SOM for Optimization and application of the survey-sequence/RH map approach

The theoretical coverage of a genome is 39%, 63% and 78% after sequencing to 0.5x, 1.0x and 1.5x respectively (Lander and Waterman, 1988). For an average sequence read of 800 bases, the probability of including a specific 100 base segment of the genome within a sequence read is 0.36, 0.59 and 0.74, after sequencing to 0.5x, 1.0x and 1.5x respectively. We assume that identification of a gene fragment requires alignment of a read to at least 100 bases of at least one exon per gene of the reference genome. For the collection of 23,269 human RefSeqs, 23,233 contain at least one exon of 100 bases or longer (mean, 7.4; median 6; http://genome.ucsc.edu/cgi-bin/hgTables). The mean probability of sequencing at least 100 bases from at least one exon for each of 23,269 homologous genes is 0.84, 0.94 and 0.97 after 0.5x, 1.0x and 1.5x coverage respectively. However, it is acknowledged that approximately 25% of reference human genes will lack 1:1 orthology with genes in the surveyed mammalian genome (and will therefore fail to provide mutual best blastn matches). Consequently, our estimate for the number of orthologues that could be detected after 0.5x, 1.0x, and 1.5x coverage is 14,700 (i.e. 23,269 x 0.75 x 0.84), 16,400 and 16,900 respectively. These values do not consider the homology between intronic regions of orthologous genes, which can often be used to further increase the number of identifiable gene fragments after survey-sequencing (Kirkness et al., 2003).

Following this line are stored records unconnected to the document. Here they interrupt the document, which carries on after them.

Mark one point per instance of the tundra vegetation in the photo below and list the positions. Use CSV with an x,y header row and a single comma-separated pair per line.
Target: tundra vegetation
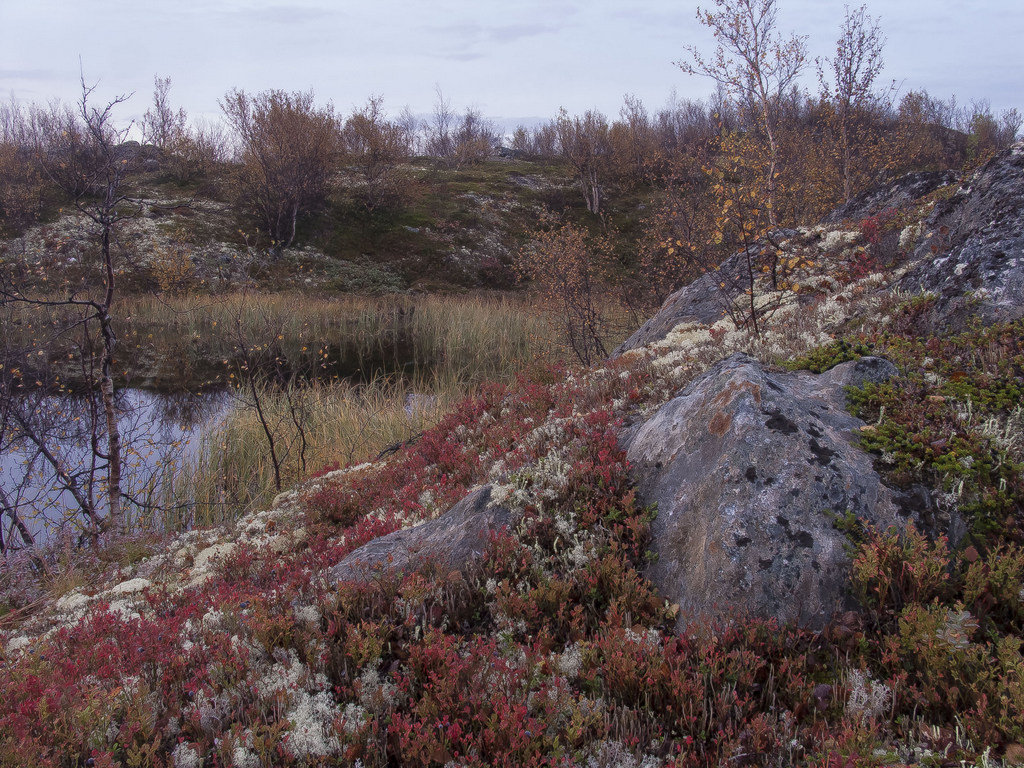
x,y
399,315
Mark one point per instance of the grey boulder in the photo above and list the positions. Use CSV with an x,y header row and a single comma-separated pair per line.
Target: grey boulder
x,y
454,541
750,471
973,256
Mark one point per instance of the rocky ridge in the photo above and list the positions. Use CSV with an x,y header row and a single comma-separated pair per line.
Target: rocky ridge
x,y
543,487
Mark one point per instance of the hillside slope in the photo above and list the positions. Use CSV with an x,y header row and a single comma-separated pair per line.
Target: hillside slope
x,y
531,630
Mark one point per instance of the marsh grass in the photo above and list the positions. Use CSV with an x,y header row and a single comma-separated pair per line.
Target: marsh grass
x,y
231,472
346,375
199,341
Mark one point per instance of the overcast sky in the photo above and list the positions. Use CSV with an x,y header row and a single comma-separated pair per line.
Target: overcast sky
x,y
515,58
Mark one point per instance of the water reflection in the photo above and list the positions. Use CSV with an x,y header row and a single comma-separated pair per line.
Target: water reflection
x,y
160,433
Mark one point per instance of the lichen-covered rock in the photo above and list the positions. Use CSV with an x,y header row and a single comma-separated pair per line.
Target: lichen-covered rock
x,y
453,542
700,301
751,471
972,255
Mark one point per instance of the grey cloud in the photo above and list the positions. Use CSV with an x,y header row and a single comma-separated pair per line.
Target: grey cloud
x,y
27,74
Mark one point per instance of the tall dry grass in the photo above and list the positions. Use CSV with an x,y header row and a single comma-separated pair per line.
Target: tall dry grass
x,y
360,374
231,471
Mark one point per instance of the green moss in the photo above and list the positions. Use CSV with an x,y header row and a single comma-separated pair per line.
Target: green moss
x,y
820,359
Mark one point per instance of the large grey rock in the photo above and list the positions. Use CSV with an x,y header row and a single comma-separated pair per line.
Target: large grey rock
x,y
973,256
705,300
700,301
750,470
897,194
453,542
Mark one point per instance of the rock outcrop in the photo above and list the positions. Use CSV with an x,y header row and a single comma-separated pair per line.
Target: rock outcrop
x,y
453,542
751,471
972,256
897,194
705,300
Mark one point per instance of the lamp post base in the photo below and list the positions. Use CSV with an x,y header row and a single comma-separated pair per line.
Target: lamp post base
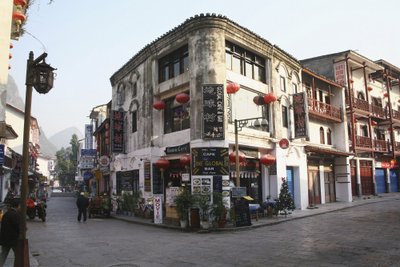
x,y
22,257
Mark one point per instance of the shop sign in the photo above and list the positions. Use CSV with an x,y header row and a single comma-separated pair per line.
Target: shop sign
x,y
104,161
1,154
178,149
117,131
300,108
210,161
157,209
213,112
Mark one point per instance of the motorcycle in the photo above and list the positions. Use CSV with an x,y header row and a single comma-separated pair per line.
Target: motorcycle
x,y
36,208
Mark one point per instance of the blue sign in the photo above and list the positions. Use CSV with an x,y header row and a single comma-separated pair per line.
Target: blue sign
x,y
1,154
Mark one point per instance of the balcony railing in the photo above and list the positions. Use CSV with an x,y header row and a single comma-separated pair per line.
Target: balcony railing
x,y
380,145
324,110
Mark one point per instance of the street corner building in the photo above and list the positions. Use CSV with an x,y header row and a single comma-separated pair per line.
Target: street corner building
x,y
214,107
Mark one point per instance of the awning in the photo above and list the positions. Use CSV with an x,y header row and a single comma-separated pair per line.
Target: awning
x,y
329,151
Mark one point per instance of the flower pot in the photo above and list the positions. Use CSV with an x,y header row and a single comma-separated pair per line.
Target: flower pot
x,y
183,223
205,225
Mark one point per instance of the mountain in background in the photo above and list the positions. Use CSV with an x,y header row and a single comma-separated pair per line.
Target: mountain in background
x,y
63,138
48,146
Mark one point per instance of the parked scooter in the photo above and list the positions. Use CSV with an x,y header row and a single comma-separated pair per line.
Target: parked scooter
x,y
36,208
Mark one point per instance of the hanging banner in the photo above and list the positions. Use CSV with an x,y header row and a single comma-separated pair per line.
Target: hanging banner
x,y
300,108
213,112
117,125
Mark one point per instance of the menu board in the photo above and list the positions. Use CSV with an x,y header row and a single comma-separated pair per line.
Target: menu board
x,y
300,115
210,161
213,111
242,213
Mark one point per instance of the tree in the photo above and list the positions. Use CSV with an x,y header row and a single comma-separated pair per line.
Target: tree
x,y
285,201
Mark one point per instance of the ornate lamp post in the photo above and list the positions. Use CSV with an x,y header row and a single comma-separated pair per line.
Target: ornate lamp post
x,y
239,124
39,75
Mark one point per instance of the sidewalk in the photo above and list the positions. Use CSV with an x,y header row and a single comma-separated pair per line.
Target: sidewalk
x,y
265,221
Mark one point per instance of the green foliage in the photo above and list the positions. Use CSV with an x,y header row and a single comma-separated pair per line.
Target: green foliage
x,y
285,201
184,201
219,209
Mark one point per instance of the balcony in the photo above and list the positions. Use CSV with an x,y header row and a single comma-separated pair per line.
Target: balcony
x,y
322,110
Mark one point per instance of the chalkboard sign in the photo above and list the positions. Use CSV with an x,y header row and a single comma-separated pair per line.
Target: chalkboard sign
x,y
217,184
242,213
213,111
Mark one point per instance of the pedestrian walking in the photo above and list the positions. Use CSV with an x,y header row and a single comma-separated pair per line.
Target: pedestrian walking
x,y
82,203
9,232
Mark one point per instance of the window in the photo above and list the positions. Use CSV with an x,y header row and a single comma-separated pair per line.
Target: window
x,y
176,116
244,62
321,135
283,84
285,122
173,64
329,137
294,88
134,121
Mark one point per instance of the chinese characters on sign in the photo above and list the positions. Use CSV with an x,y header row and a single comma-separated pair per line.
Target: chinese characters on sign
x,y
117,131
213,111
300,115
210,161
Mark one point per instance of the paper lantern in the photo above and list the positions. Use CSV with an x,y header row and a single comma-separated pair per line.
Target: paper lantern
x,y
232,88
159,105
232,156
184,160
182,98
258,100
162,163
267,159
269,98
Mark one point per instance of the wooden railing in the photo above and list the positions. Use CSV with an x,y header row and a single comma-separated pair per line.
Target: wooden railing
x,y
324,109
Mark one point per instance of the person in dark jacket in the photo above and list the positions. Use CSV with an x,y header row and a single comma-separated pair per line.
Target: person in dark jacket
x,y
9,232
82,203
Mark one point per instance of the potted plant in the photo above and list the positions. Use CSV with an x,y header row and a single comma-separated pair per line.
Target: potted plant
x,y
205,209
183,202
219,209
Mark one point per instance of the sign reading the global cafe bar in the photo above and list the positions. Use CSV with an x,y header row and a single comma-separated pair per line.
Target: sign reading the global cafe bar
x,y
213,111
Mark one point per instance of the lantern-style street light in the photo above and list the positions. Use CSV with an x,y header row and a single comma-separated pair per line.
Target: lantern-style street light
x,y
39,75
239,124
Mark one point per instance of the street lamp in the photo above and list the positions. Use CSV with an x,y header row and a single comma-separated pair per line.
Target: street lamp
x,y
39,75
239,124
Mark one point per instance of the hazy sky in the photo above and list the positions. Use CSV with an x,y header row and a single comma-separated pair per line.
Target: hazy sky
x,y
88,41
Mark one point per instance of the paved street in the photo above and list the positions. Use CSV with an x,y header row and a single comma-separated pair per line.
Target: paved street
x,y
365,235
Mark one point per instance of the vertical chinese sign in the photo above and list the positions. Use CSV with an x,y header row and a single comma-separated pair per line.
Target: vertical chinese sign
x,y
213,112
300,108
117,136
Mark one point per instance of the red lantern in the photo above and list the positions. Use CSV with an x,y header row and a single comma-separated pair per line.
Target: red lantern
x,y
182,98
267,159
258,100
269,98
18,16
184,160
232,156
162,163
20,2
232,88
159,105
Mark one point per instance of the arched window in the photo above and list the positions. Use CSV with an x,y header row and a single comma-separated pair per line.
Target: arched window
x,y
321,135
329,137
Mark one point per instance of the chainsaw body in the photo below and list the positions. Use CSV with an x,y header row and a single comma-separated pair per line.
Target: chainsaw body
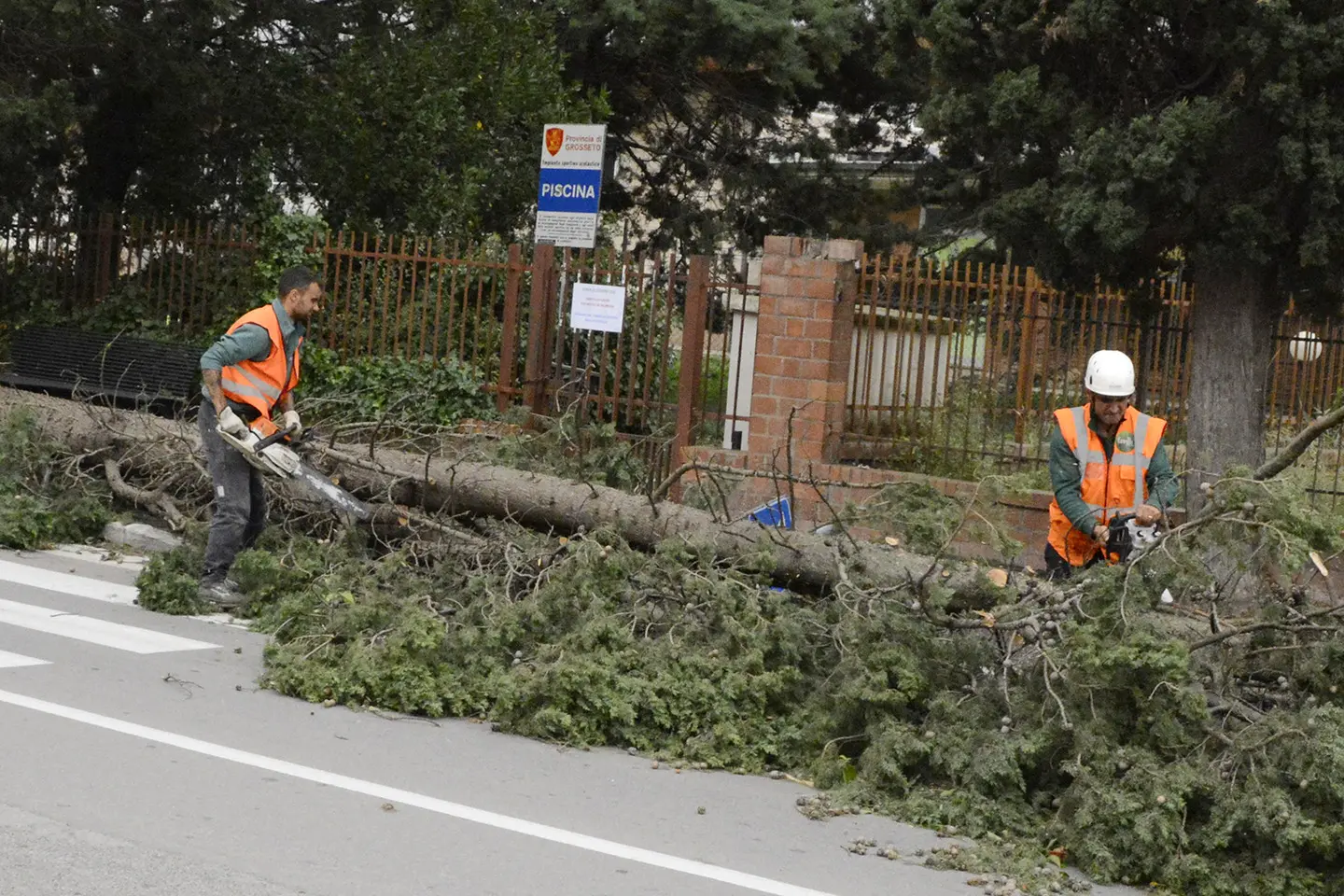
x,y
274,455
268,455
1127,539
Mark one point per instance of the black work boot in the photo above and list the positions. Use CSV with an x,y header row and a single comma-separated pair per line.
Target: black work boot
x,y
222,593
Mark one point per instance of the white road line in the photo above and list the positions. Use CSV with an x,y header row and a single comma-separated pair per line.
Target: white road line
x,y
97,555
429,804
64,583
17,661
107,635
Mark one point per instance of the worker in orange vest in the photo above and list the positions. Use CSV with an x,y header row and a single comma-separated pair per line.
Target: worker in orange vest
x,y
249,375
1106,459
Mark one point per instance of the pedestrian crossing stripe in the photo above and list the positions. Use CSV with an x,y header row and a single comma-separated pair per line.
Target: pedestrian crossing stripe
x,y
17,661
76,586
107,635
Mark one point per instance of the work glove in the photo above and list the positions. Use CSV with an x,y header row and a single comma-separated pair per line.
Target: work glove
x,y
289,421
1148,514
231,424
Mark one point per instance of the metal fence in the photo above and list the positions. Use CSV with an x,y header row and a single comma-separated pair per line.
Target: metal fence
x,y
959,367
414,297
174,277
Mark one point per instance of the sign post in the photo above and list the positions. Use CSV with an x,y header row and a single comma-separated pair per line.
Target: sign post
x,y
570,186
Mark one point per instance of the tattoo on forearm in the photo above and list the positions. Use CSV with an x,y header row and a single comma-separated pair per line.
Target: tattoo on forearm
x,y
210,379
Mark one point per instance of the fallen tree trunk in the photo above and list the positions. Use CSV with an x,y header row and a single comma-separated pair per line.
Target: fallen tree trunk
x,y
801,560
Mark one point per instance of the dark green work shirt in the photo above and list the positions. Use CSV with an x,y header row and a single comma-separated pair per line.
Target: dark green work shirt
x,y
252,343
1066,479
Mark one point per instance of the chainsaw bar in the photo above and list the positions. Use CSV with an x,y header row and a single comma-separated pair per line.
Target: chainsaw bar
x,y
332,493
314,481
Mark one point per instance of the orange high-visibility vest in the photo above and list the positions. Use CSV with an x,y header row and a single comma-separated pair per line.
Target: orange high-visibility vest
x,y
1109,488
261,385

The 1.5x survey-sequence described more than 89,000 SNPs (and di-, tri-, and tetranucleotide polymorphisms) mapped near or within the coding sequences of 14,679 distinct human genes. Nine percent (1,299) of the gene-based marker sequences contained single tandem repeat sequence (STR). Of those, 25% demonstrate size polymorphisms when the 7.5x boxer and 1.5x poodel sequences are compared, making them an optimal resource for genetic linkage studies, and further demonstrating the utility of the survey sequence/dense RH map approach for providing genomic resources in species of interest.